Even though I think I’m pretty good at feeding myself a balanced diet, I’ll admit that it’s not always that varied (as in, Chris making a big pot of chili so I can eat it for both lunch and dinner 5 days in a row would be just fine by me) and I don’t often plan in advance. The lack of planning this summer often meant scrambling around dinner time and it also meant we ate a lot of roasted veggies. Roasted veggies with rice and beans, roasted veggies with pasta, roasted veggies with eggs, roasted veggies on salad…it provided all of the nutrients we needed, but it tasted (and felt) pretty much the same day in and day out. I’ve said before that I don’t want Nora to become a picky eater, and now that she knows how to say no, it’s time to make sure that she is exposed to as many different flavors and textures as possible. So with that in mind, I’m loosening up some of my food rules to make sure that she’s not just eating the same few things over and over, and I’m committing to my 6th housewife challenge: plan and cook complete, varied meals.
(Mostly when we stuff ourselves silly at Chris’ restaurant.)
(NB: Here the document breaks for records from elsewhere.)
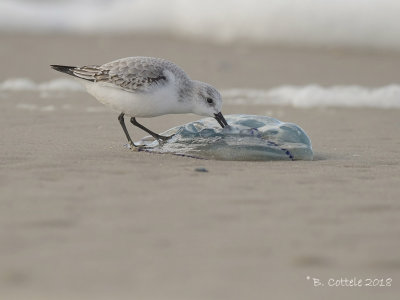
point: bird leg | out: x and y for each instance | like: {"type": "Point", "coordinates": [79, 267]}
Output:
{"type": "Point", "coordinates": [122, 122]}
{"type": "Point", "coordinates": [153, 134]}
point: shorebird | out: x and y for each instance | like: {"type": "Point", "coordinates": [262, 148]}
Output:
{"type": "Point", "coordinates": [147, 87]}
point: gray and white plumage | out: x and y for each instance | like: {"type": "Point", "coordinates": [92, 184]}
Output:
{"type": "Point", "coordinates": [147, 87]}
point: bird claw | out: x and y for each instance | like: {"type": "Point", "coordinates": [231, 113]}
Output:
{"type": "Point", "coordinates": [164, 138]}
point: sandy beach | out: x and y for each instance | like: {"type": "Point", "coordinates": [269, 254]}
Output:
{"type": "Point", "coordinates": [82, 217]}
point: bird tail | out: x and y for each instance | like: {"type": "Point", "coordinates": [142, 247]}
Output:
{"type": "Point", "coordinates": [90, 73]}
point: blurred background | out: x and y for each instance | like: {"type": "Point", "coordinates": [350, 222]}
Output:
{"type": "Point", "coordinates": [341, 23]}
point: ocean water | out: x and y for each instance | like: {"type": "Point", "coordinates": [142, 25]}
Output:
{"type": "Point", "coordinates": [307, 96]}
{"type": "Point", "coordinates": [349, 23]}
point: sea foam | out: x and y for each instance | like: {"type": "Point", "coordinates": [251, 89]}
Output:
{"type": "Point", "coordinates": [297, 96]}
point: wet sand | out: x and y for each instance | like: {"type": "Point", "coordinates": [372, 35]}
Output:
{"type": "Point", "coordinates": [84, 218]}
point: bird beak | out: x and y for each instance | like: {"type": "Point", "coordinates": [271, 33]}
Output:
{"type": "Point", "coordinates": [220, 119]}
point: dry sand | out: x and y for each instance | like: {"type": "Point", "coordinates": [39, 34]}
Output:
{"type": "Point", "coordinates": [84, 218]}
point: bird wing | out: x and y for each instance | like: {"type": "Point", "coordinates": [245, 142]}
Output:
{"type": "Point", "coordinates": [134, 74]}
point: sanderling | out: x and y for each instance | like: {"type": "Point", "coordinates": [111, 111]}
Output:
{"type": "Point", "coordinates": [147, 87]}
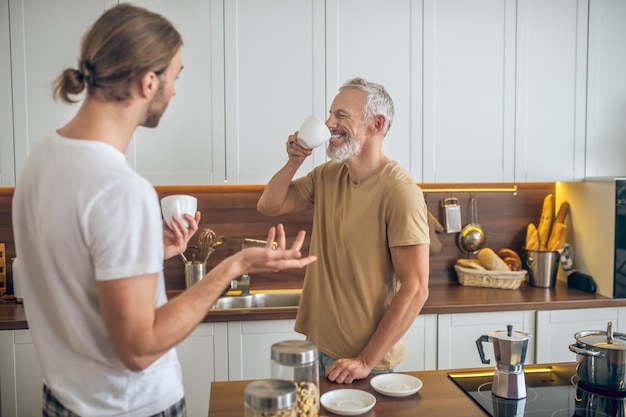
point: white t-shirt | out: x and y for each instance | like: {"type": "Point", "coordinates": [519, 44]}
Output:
{"type": "Point", "coordinates": [81, 214]}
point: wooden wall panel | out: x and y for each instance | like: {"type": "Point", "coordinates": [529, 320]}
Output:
{"type": "Point", "coordinates": [231, 212]}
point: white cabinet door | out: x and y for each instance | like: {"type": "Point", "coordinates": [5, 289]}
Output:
{"type": "Point", "coordinates": [606, 124]}
{"type": "Point", "coordinates": [188, 145]}
{"type": "Point", "coordinates": [21, 382]}
{"type": "Point", "coordinates": [421, 345]}
{"type": "Point", "coordinates": [7, 163]}
{"type": "Point", "coordinates": [204, 358]}
{"type": "Point", "coordinates": [383, 45]}
{"type": "Point", "coordinates": [556, 329]}
{"type": "Point", "coordinates": [41, 48]}
{"type": "Point", "coordinates": [457, 335]}
{"type": "Point", "coordinates": [274, 79]}
{"type": "Point", "coordinates": [469, 68]}
{"type": "Point", "coordinates": [550, 92]}
{"type": "Point", "coordinates": [250, 343]}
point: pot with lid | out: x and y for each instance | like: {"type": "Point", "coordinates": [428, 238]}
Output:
{"type": "Point", "coordinates": [601, 358]}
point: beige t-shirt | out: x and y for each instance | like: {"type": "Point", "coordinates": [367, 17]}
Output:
{"type": "Point", "coordinates": [349, 288]}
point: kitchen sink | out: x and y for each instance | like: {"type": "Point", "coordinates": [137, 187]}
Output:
{"type": "Point", "coordinates": [260, 300]}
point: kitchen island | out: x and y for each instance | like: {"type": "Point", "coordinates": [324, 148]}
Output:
{"type": "Point", "coordinates": [439, 396]}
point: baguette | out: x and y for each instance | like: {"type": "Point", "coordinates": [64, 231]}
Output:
{"type": "Point", "coordinates": [557, 237]}
{"type": "Point", "coordinates": [561, 216]}
{"type": "Point", "coordinates": [470, 263]}
{"type": "Point", "coordinates": [545, 222]}
{"type": "Point", "coordinates": [511, 258]}
{"type": "Point", "coordinates": [532, 238]}
{"type": "Point", "coordinates": [491, 261]}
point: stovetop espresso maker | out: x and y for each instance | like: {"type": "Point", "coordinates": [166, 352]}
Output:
{"type": "Point", "coordinates": [510, 352]}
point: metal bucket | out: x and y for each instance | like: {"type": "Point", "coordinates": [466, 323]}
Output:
{"type": "Point", "coordinates": [542, 267]}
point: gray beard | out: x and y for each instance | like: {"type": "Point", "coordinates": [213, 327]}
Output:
{"type": "Point", "coordinates": [349, 148]}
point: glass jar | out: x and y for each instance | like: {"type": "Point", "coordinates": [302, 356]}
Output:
{"type": "Point", "coordinates": [297, 361]}
{"type": "Point", "coordinates": [270, 398]}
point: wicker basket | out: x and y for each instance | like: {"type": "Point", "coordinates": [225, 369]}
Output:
{"type": "Point", "coordinates": [490, 279]}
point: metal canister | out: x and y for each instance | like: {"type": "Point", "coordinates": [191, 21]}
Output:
{"type": "Point", "coordinates": [451, 214]}
{"type": "Point", "coordinates": [298, 361]}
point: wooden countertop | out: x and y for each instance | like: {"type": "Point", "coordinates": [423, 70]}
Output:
{"type": "Point", "coordinates": [443, 299]}
{"type": "Point", "coordinates": [439, 396]}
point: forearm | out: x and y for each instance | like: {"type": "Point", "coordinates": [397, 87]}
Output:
{"type": "Point", "coordinates": [402, 312]}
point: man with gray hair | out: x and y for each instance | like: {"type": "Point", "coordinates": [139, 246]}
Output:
{"type": "Point", "coordinates": [370, 235]}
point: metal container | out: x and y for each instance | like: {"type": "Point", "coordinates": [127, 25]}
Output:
{"type": "Point", "coordinates": [270, 398]}
{"type": "Point", "coordinates": [542, 267]}
{"type": "Point", "coordinates": [194, 272]}
{"type": "Point", "coordinates": [601, 358]}
{"type": "Point", "coordinates": [298, 361]}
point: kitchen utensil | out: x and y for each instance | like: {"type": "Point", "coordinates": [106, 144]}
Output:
{"type": "Point", "coordinates": [472, 238]}
{"type": "Point", "coordinates": [601, 358]}
{"type": "Point", "coordinates": [575, 279]}
{"type": "Point", "coordinates": [396, 385]}
{"type": "Point", "coordinates": [298, 361]}
{"type": "Point", "coordinates": [348, 402]}
{"type": "Point", "coordinates": [205, 244]}
{"type": "Point", "coordinates": [542, 267]}
{"type": "Point", "coordinates": [510, 352]}
{"type": "Point", "coordinates": [270, 397]}
{"type": "Point", "coordinates": [194, 272]}
{"type": "Point", "coordinates": [451, 214]}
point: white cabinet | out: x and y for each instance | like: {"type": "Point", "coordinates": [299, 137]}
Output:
{"type": "Point", "coordinates": [469, 68]}
{"type": "Point", "coordinates": [381, 44]}
{"type": "Point", "coordinates": [7, 163]}
{"type": "Point", "coordinates": [41, 49]}
{"type": "Point", "coordinates": [504, 90]}
{"type": "Point", "coordinates": [457, 335]}
{"type": "Point", "coordinates": [21, 382]}
{"type": "Point", "coordinates": [556, 330]}
{"type": "Point", "coordinates": [250, 343]}
{"type": "Point", "coordinates": [202, 356]}
{"type": "Point", "coordinates": [606, 124]}
{"type": "Point", "coordinates": [550, 90]}
{"type": "Point", "coordinates": [274, 77]}
{"type": "Point", "coordinates": [421, 345]}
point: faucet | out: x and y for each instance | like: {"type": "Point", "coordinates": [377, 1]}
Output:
{"type": "Point", "coordinates": [243, 283]}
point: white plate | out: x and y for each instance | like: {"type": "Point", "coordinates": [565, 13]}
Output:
{"type": "Point", "coordinates": [348, 402]}
{"type": "Point", "coordinates": [396, 385]}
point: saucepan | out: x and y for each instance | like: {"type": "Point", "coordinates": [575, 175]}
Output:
{"type": "Point", "coordinates": [601, 358]}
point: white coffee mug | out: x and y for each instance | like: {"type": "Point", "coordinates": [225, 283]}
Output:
{"type": "Point", "coordinates": [313, 133]}
{"type": "Point", "coordinates": [177, 205]}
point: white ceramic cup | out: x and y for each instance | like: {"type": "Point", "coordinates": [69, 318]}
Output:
{"type": "Point", "coordinates": [177, 205]}
{"type": "Point", "coordinates": [313, 133]}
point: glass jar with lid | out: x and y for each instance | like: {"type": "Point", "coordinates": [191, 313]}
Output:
{"type": "Point", "coordinates": [298, 361]}
{"type": "Point", "coordinates": [270, 398]}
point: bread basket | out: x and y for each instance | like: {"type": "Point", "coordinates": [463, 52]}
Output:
{"type": "Point", "coordinates": [471, 277]}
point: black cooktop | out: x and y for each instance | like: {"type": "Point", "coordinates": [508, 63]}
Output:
{"type": "Point", "coordinates": [552, 390]}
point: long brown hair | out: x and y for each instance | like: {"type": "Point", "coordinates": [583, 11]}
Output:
{"type": "Point", "coordinates": [120, 47]}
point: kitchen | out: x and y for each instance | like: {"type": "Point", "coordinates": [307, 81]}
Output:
{"type": "Point", "coordinates": [229, 71]}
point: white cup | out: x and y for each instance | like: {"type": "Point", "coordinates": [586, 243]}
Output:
{"type": "Point", "coordinates": [313, 133]}
{"type": "Point", "coordinates": [177, 205]}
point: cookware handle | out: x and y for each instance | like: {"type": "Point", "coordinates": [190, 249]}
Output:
{"type": "Point", "coordinates": [481, 352]}
{"type": "Point", "coordinates": [585, 352]}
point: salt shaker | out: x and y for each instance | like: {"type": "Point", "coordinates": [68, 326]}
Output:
{"type": "Point", "coordinates": [298, 361]}
{"type": "Point", "coordinates": [270, 398]}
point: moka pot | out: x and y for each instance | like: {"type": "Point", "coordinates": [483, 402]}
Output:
{"type": "Point", "coordinates": [510, 352]}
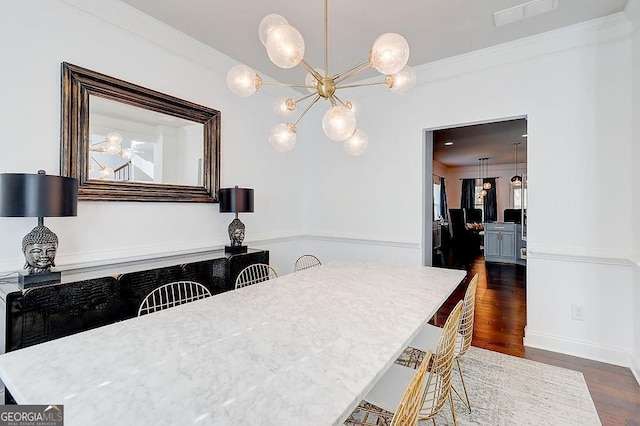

We’re still going to eat in season — no January tomatoes for us, thank you — and emphasize local food over food with an airplane, boat, and truck carbon foot print…but we’re going to be a little bit more flexible on that one. I still won’t buy produce (bananas!) that requires a passport, but this winter we’ll be a little bit less harsh about California and Florida (since I wasn’t able to put anything up this summer). We’re going to buy things like tofu and fish more often, because Nora loves them. But the biggest difference is that I’m going to make a point to stock and use things which help turn all of our vegetables into meals with a different flavor: ginger, miso, avocado, Asian sauces, Indian spices. And, I’m going to plan meals a week in advance, before I go to the grocery store. That’s the challenging part.
I started this week for my grandma’s visit, and I have to say, I forgot how much fun it was to try new recipes. Last week, Nora and I went and picked some wild concord grapes,
which were so delicious and amazing — and nothing like the bland, tasteless things they call grapes at the grocery store — and I had a lot of fun digging up recipes for them. We had grape and apple fruit salad, grapes with home-made whipped cream, pancakes with grape syrup, and this amazing grape focaccia:
I have the rest of the grapes cooked down into juice so I can make jelly today or tomorrow. Yum.
This week, we also ate red curry vegetables, Mexican bean and corn casserole, and Rosemary Red Soup, which is not only a beautiful red color, but also super easy and ridiculously delicious.With beets, carrots, and onions, it’s perfect for fall, and because it also has red lentils in it, it’s a complete meal. (I put a little bit of rice in the bottom of the bowl.) This recipe is from Feeding the Whole Family, a cookbook I checked out from the LLL library and don’t want to give back.
So far this week, I had a lot of fun with housewife challenge #6, but it’s a challenge for a reason, so we’ll see how it plays out. Hopefully I’ll be able to stick to it so Nora can try lots of new food and I can fill up the recipe page on my site for you!